I was working with an auditor today who is working through a system with an external audit agency. The external agency handed us scripts to run across SQL Server, Active Directory, etc. I took on the SQL Server scripts. Then I refused to run them. The main reason I pushed back is because the scripts were valid for SQL Server 2000, but they aren't for SQL Server 2005 and above. In other words, we could like fine based on the scripts and not be fine. The scripts don't adequately check the controls on the system with regards to SQL Server. So what caught my attention?
No sys.server_permissions
CONTROL SERVER has been well documented by now. It gives the equivalent permission to being a member of the sysadmin role, with a few exceptions. If your audit script isn't checking that, your audit script needs to be updated. How do you check for it? You query sys.server_permissions.
No sys.database_permissions
The script in question used sp_helprotect. In SQL Server 2000 this was your dump permissions stored procedure. It's included in later versions of SQL Server, but it's only there for backwards compatibility. That means it returns information based on what was available in SQL Server 2000. What does it miss? Well, among other things:
- All permissions at the schema level
- Some permissions at the database level
Those are kind of important. If your audit script isn't checking against sys.database_permissions, your audit script needs to be updated.

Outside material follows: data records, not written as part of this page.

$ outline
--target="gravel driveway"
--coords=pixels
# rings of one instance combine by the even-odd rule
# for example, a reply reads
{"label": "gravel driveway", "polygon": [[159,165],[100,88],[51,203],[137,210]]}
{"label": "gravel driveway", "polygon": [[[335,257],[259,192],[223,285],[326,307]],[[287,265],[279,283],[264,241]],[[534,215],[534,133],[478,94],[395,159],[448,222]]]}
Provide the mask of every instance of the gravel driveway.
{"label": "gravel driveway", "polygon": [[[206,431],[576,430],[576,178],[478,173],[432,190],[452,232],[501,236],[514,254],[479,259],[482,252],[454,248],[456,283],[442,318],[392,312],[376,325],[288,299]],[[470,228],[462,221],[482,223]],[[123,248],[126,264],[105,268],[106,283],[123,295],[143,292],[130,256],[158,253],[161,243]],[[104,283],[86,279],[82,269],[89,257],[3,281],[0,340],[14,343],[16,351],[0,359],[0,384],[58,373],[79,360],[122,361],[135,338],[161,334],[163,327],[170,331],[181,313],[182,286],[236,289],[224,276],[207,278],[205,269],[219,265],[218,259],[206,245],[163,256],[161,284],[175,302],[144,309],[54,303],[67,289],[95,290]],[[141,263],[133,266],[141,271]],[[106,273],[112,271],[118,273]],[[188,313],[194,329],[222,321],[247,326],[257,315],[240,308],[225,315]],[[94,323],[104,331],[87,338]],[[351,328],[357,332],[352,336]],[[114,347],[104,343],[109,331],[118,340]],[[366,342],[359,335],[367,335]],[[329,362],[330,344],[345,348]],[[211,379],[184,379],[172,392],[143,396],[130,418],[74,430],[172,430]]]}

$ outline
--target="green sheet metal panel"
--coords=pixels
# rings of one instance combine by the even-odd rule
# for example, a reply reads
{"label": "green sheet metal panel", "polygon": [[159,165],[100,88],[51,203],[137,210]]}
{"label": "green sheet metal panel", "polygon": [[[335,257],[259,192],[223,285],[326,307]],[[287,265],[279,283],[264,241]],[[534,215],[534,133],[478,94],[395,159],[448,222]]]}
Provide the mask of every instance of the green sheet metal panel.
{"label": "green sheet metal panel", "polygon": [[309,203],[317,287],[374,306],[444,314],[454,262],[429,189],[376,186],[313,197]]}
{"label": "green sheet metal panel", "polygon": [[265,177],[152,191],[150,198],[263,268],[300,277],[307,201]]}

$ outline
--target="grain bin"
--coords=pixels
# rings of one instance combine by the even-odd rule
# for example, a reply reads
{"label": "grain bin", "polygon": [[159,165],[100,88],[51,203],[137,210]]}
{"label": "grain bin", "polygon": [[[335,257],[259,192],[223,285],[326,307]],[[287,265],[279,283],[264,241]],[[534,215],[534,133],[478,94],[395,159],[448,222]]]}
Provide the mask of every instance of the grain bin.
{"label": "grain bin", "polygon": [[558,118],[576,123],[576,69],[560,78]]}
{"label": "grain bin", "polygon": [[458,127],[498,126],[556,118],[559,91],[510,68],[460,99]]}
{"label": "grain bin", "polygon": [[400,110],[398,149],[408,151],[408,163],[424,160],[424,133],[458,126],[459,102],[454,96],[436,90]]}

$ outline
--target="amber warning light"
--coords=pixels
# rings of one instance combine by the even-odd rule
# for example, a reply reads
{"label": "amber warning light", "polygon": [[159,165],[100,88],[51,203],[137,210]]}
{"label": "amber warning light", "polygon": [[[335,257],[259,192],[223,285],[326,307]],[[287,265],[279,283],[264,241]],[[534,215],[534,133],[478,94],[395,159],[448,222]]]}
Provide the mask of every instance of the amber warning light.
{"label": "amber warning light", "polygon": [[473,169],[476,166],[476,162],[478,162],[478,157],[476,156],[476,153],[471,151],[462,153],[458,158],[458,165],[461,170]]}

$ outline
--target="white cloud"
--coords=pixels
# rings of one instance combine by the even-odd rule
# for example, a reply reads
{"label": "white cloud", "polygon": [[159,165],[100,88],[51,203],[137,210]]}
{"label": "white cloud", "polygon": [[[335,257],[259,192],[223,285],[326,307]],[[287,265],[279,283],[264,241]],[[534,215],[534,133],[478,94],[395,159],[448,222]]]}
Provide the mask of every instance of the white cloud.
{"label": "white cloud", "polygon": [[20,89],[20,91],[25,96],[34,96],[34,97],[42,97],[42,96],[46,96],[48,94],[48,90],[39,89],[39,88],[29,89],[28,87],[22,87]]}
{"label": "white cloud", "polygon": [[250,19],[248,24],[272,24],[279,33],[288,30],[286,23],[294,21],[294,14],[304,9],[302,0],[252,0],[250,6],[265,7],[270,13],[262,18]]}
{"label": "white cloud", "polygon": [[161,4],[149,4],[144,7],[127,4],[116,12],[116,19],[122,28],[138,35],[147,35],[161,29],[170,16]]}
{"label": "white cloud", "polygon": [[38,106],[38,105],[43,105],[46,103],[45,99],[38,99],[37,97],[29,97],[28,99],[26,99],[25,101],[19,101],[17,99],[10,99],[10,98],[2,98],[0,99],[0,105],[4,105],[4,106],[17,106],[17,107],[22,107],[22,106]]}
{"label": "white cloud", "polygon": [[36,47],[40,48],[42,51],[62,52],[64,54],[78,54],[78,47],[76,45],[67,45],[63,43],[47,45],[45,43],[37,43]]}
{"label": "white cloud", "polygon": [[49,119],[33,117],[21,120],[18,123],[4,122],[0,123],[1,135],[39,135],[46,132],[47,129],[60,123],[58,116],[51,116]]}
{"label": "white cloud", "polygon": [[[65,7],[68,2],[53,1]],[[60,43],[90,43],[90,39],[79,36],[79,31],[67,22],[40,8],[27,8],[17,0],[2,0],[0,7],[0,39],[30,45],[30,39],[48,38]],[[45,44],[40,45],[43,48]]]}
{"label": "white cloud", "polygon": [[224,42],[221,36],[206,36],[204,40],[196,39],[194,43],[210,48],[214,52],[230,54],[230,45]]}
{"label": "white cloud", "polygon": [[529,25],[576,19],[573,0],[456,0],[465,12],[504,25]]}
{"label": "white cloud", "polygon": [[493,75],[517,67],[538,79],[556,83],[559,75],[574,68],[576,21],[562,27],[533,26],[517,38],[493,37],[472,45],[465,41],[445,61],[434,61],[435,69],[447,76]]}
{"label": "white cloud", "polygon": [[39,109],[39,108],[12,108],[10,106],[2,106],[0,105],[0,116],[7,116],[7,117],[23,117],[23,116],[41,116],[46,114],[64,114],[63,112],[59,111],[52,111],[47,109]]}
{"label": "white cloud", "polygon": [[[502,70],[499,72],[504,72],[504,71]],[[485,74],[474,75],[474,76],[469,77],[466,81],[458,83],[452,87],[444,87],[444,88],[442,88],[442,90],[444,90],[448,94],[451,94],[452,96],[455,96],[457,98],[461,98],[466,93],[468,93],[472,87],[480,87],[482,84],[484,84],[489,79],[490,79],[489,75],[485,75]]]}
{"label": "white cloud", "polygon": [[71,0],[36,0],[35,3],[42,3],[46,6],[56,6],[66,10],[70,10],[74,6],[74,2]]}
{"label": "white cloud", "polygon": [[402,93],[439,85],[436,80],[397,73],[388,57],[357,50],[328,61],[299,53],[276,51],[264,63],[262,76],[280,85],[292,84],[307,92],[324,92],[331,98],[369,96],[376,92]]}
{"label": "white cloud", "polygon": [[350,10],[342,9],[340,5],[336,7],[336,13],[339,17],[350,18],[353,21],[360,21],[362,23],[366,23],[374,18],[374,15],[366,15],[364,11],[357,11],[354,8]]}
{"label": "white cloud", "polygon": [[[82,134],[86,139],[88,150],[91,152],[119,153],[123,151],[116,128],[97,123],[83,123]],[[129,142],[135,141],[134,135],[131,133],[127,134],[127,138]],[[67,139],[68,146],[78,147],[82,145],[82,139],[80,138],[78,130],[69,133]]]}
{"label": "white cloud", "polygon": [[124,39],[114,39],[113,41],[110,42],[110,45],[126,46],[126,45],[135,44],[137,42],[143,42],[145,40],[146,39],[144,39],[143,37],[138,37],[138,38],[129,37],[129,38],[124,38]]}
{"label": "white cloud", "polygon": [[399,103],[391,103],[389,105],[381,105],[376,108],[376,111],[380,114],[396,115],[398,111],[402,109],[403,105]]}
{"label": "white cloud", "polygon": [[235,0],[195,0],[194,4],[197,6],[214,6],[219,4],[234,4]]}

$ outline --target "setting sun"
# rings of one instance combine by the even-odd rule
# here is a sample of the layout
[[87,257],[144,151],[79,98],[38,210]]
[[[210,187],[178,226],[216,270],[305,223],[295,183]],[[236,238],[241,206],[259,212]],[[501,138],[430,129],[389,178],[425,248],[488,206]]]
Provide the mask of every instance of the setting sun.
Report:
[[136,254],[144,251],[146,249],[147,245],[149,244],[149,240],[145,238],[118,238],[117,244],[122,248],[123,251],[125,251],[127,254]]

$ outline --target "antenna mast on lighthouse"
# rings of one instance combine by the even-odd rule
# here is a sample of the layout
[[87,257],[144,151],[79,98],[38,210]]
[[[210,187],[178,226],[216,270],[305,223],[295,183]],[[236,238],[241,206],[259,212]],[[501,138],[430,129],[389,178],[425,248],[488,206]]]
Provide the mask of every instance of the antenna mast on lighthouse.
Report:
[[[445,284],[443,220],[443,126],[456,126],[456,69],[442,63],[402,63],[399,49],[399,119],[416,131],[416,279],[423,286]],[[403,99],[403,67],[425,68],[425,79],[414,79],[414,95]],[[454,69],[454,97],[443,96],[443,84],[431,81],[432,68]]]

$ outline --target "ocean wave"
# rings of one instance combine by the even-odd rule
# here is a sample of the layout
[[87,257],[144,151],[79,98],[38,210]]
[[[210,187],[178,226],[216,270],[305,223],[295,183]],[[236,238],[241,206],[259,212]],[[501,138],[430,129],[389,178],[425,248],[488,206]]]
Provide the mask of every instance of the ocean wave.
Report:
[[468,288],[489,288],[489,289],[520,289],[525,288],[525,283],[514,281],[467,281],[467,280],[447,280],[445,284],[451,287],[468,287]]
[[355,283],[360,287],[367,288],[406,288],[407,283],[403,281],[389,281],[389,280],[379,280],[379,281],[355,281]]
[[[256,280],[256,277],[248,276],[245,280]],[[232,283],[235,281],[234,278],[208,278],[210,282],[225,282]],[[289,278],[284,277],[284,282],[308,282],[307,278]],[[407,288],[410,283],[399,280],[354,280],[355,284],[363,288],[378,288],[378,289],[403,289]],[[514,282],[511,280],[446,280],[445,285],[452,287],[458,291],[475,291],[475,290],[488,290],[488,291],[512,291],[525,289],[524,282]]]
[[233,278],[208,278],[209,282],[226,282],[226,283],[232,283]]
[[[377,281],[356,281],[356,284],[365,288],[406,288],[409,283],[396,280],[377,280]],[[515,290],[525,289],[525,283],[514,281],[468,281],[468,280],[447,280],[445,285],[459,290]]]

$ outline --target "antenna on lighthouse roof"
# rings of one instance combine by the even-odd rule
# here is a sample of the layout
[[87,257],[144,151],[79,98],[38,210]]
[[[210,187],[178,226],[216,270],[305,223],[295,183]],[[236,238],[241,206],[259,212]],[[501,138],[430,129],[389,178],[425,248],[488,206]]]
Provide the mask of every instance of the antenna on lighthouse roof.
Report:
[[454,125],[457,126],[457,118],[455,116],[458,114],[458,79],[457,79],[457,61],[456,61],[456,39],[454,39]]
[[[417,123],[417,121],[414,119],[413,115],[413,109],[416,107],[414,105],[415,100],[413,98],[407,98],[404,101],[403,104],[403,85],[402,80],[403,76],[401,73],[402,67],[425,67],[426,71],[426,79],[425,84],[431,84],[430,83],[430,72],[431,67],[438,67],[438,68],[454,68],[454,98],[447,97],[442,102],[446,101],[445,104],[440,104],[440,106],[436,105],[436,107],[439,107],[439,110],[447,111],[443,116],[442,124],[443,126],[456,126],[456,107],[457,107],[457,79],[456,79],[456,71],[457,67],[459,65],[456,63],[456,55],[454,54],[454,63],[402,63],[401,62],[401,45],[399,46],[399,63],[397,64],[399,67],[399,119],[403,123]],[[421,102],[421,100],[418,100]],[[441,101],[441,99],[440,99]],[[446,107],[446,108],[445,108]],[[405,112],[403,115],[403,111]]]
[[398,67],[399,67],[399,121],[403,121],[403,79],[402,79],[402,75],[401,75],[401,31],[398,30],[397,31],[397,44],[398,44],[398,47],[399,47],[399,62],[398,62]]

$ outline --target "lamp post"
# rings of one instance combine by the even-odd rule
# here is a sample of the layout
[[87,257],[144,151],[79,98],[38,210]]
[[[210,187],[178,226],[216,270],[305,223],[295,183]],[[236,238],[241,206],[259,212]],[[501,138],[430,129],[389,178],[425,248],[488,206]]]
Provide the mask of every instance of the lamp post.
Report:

Using sp_configure without turning advanced options on
There are some things that you can disable now using sp_configure. For instance:
- xp_cmdshell
- Use of SQL Mail
If you don't turn advanced options on, you can't check to see if these things are enabled or disabled. Turning this on and then running sp_configure is simple:
EXEC sp_configure 'show advanced options', 1;GO
RECONFIGURE;
GO
EXEC sp_configure;
So simple that if it's not in your audit script, it should be.